Beyond the actual logistics of travel, hygiene and some of the body's basic functions have come to demand greater consideration than I have heretofore given them. Spend an hour or two searching the area around the Warsaw bus station for a toilet which does not induce physical nausea, and you begin to hope the next edition of Lonely Planet: Eastern Europe adds a "Shitting" section to its normal menu of "Sleeping/Eating/Drinking."
When not looking for decent places to crap I can often be found sitting on benches and affixing cheese to slices of black bread, an activity which you can well appreciate causes me no end of worry. The contents of my travel-sized bottle of Purell are rapidly diminishing, and the pleasures of alcohol-based cleaning products seem not to have made it to post-soviet Europe. I heat my pocketknife over a lighter and try not to fixate on getting dysentery on the road, a condition that, I suspect, would violate the fine print of the contract I have with my digestive system.

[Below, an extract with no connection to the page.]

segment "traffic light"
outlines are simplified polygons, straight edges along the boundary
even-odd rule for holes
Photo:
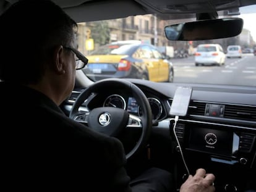
[[[86,38],[87,39],[90,39],[91,38],[91,30],[90,28],[88,28],[86,30]]]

These collective concerns have all but replaced the existential neuroses that previously plagued my waking moments. What am I doing with my life, should I quit my job, is it time to throw in the towel and just go to law school-all these worries have fallen by the wayside, replaced with more immediate problems. Where am I going? How will I get there? Is it worth making a side-trip to Belarus just to see the inside of a police state? Why does the man behind me on this bus smell like a urinal? I mean, body-odor I could understand, but a urinal?
And this, honestly, is the most elemental pleasure provided by sustained movement. Standard-issue ennui fades quickly when the fulfillment of basic needs isn't guaranteed. More than seeing new places, more even than the adventure of travel itself, this heightened awareness of oneself as a physical being occupying a concrete spot in time and space, responsible for one's own survival but unencumbered by the possessions and duties forced upon you by settled existence is the gift Hermes bestows upon his adherents. In a month or two, of course, the trip will end, and I'll go back to biting my fingernails and harassing myself into an ulcer. But for now there is only the soothing hum of the bus, and the bad Polish road ahead of it, and the unfortunate tightness in my bowels.